Power10 Lessons Learned in 2023
2023 has been a busy year with lots of Power10 implementations. And I have learned a great deal during that time from a combination of experience, IBM documents and tips from friends.
It is important that you follow the instructions on how to set up your Power10 server. The addition of the VMI (Virtualization Management Interface) has confused many people, but if you do things in the right order, you are far less likely to run into any issues. The instructions for setting up the server can be found here.
Recent HMC Issue to Watch For
Recently I was setting up an S1022 (firmware level ML1030_065) and we followed the instructions exactly. And had a weird problem where it kept showing “No connection” on the HMC.
The process we followed was:
1. Connected the HMC to port eth0 on eBMC.
2. Connected the power cables.
3. When the server came up, I set the password and the server name changed to Server-9105-22A-XXXXX from the default BMC-0000 one.
4. I logged into the ASMI to check the LMB and other settings.
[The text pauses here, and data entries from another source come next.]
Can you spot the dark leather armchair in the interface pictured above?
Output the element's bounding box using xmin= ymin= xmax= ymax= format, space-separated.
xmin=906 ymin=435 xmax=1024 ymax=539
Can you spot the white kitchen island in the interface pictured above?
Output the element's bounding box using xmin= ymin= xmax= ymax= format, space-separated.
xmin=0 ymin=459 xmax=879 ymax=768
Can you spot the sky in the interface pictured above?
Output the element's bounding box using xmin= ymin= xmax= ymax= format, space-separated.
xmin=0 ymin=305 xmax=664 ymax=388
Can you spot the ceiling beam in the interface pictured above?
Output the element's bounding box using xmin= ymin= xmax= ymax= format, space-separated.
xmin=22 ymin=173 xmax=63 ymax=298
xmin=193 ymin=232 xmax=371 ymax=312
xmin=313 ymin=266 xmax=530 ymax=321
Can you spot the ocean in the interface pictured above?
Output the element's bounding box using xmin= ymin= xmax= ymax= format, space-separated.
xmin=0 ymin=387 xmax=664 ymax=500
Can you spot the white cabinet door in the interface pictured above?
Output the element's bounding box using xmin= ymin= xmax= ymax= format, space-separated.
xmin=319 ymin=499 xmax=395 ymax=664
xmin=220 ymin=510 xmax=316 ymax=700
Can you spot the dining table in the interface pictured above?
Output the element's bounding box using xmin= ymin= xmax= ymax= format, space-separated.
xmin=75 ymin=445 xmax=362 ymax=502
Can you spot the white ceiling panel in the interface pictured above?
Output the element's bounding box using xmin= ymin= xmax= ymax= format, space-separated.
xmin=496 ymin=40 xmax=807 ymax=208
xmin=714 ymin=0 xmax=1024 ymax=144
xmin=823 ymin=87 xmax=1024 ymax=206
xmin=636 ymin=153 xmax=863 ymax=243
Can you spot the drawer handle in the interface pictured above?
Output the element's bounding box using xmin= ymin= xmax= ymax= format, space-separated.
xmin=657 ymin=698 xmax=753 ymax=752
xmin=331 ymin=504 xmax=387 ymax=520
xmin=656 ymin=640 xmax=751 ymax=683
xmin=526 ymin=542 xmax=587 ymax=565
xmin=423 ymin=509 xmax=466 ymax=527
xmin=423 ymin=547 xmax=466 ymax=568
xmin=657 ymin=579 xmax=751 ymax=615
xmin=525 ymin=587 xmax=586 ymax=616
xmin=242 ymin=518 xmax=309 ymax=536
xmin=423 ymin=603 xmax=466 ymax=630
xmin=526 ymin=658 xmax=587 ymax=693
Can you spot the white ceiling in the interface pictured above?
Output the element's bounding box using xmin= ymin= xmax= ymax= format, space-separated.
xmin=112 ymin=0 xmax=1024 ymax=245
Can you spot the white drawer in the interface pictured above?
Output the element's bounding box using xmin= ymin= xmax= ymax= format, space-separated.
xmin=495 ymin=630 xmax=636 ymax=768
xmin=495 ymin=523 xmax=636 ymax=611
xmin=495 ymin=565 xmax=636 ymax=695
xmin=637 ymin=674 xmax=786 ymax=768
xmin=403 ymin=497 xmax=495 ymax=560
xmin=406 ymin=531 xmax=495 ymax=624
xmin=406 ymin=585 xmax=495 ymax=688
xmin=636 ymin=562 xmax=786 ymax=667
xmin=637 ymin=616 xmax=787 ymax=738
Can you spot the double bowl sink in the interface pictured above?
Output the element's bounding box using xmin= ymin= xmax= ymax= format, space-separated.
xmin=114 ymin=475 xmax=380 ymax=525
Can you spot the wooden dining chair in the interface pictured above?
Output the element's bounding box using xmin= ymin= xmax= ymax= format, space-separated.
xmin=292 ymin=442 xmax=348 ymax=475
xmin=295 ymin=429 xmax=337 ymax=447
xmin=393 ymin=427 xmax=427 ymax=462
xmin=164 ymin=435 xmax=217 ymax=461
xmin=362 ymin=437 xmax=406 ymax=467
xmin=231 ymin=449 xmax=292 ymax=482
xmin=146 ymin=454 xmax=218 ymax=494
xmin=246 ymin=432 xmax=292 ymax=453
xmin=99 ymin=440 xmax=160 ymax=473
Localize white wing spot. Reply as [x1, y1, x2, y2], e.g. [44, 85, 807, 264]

5. Then I went into HMC GUI and configured the VMI on eth0 as dhcp.
6. I then powered up the server and it came up in a no connection state.
7. I went into VMI configuration and it had an IP address of 10.254.0.7.
8. I could ping it from the HMC so it appeared that the connection was fine. On the new HMC dashboard I saw the server had a reference code of c31
I also saw the following error:
HSCL0251 Service processor command GET_HYPERVISOR_CONFIG_STATE_AND_POWER_POLICY failed. The connection to the hardware server is broken.
lssysconn -r all showed resource_type=sys,type_model_serial_num=9105-22A*XXXXX,sp_type=ebmc,ipaddr=10.254.0.7,user_name=admin,alt_ipaddr=unavailable,state=Connected,vmi_ipaddr=unavailable,vmi_state=unavailable
It turns out the server was in MDC (manufacturing default configuration) mode. The solution was to login to the ASMI and perform a factory reset. Here’s how it works:
1. Login to the asmi
2. Power off server
3. Go into settings, reset server settings
4. There are two options:
a. Reset server settings: Resets the server settings only.
b. Reset BMC and server settings: Resets both the server and the BMC settings.
5. Select reset server settings only
6. Under power settings make sure it is set to user initiated (standby)
7. Check LMB is set to 256MB
8. Log out of asmi
9. Go to the HMC GUI
10. Reconfigure the VMI
11. Power on the server
The server comes up in recovery mode as there is no partition data now.
Under “Actions,” select recover partition data, initialize the managed system. Then restore partition data from back-up. Since it was a new system there was no partition data to be restored.
lssysconn -r all
Now showed the VMI as connected.
At this point I was able to move forward with creating my VIO server LPARs.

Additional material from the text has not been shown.